Peru - the France of South America

Whoever created this tagline (I suspect somebody from Peru's tourism department) did a good job. I've heard it on multiple occasions - at least, multiple occasions where we've had reason to be talking about Peru. So thrice. Peruvian food – delicious.

The first time was from a waitress, in a Peruvian restaurant named Pio Pio* (funny that) on Restaurant Row, a line of restaurants that lies just west of the Theatre District here in Manhattan. H1 and I didn't go out looking for Peruvian food – in fact, I don't think we would ever have thought of eating Peruvian up until that point – but a combination of poor planning and complete obliviousness to how busy Restaurant Row would be on a Saturday night pre-theatre meant it was the only place we could find that both looked nice (I'm fussy, okay?) and could seat us immediately, even if it was at uncommonly high seats in the bar area. We had a show to get to, so were excited for both seats (uncommonly high or not) and food, and very little thought went into the eating decision.

A good eating decision. Image: Pio Pio

It was therefore just luck that led us to that transcendent meal. I can still remember what I had, and it was nearly a year and a half ago. White fish, which had a name that I wasn't familiar with (had to ask the waitress what to expect) and cannot remember, on top of mashed yucca**, with assorted vegetables (okay, I only remember parts of the meal) and a wine-and-mustard sauce that was not too saucy at all, and tasted kind of like something you'd get in France, but less recognisable. It was magnificent.

The second time I heard it was from a friend who lives in South America, not long after this meal, when I was raving to her about it. "Oh, yes," she said. "Peru's like the France of South America. Their food is known for how good it is."

"Really?" I responded politely, not letting on that a waitress had got in ahead of her with this little bit of knowledge. "I can believe it!"

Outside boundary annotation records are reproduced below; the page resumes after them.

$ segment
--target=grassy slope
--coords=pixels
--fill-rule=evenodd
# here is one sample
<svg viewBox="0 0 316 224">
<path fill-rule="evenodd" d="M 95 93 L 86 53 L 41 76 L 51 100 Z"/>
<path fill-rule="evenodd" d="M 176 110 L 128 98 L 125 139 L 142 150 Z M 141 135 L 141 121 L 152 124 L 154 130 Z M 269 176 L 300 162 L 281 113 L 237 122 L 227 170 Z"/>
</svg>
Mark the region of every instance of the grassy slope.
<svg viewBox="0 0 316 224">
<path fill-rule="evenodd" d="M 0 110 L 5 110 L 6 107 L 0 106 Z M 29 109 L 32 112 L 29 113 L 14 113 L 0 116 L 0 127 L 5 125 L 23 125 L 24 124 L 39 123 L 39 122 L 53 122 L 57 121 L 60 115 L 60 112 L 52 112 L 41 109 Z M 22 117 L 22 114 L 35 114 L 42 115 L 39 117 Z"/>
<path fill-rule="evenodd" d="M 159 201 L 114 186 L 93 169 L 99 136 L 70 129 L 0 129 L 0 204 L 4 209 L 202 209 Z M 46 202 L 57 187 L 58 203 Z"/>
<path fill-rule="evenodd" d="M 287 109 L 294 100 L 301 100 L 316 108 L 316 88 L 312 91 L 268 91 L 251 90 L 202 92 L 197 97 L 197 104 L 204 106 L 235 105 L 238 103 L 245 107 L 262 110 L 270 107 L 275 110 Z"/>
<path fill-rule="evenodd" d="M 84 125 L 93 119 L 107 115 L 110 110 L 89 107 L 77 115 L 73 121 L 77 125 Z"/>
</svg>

All that said and done, I didn't eat Peruvian again, or even think of it much, until a couple of weeks ago, when some friends invited us out to dinner at a new (ish) place opposite Madison Square Park, called La Mar Cebicheria. And wow. Just wow. I was excited for dinner anyway, remembering my last Peruvian-food-eating-experience, but this place was even better than the first. Or maybe it was just as good. Or maybe it was better, or not quite as good. I don't really know, because when I eat good food my brain stops working properly, possibly as a mechanism to ensure nothing distracts me from the eating***. And therefore, I can't tell you which was better. They were both just – wow****.

Cebiche. Image: La Mar Cebicheria

At La Mar I had seafood again - a red grouper dish with yucca (again, though this time, I couldn't taste it) and clams and vegetables, again in a white wine sauce (just this blog entry is showcasing my food ideals pretty strongly!) preceded by shared starters of prawns with mango cebiche and chicken anticuchos, which our waitress told us were a common street snack in Peru. I asked H1, as he has actually been to Peru. He looked sad and forlorn as he explained that he was in no fit state to be sampling the best of Peruvian food while he was there, being exhausted and vulnerable after months of traveling around and having had all his money stolen.

This evening, incidentally, was where I heard the Peru-France thing for the third time, from my friend whose mother had just travelled there. I laughed, explained why I laughed, and started mentally planning the holiday. Some things can't be ignored, right?

*I knew this place had a few locations, but I did not know the place called Pio Pio in my neighborhood was one of them until I looked it up just now – I assumed it to be different, as the one over west is beautiful, and the one up the road looks, from the street, like a greasy takeaway joint. I may try it - or I may ignore it until next time I happen to be both over the west side and in the mood for Peruvian. We'll see.

**I always assumed yucca (the food) to be related to yucca (the plant) but this article on Wikipedia tells me the food is different, and the confusion is down to a name mix-up. Whatever – it is delicious and if you get the chance to try it, don't pass it up. I also once had it fried, from a food truck in SF – just as fabulous as it was mashed.

***I would make a very poor food critic.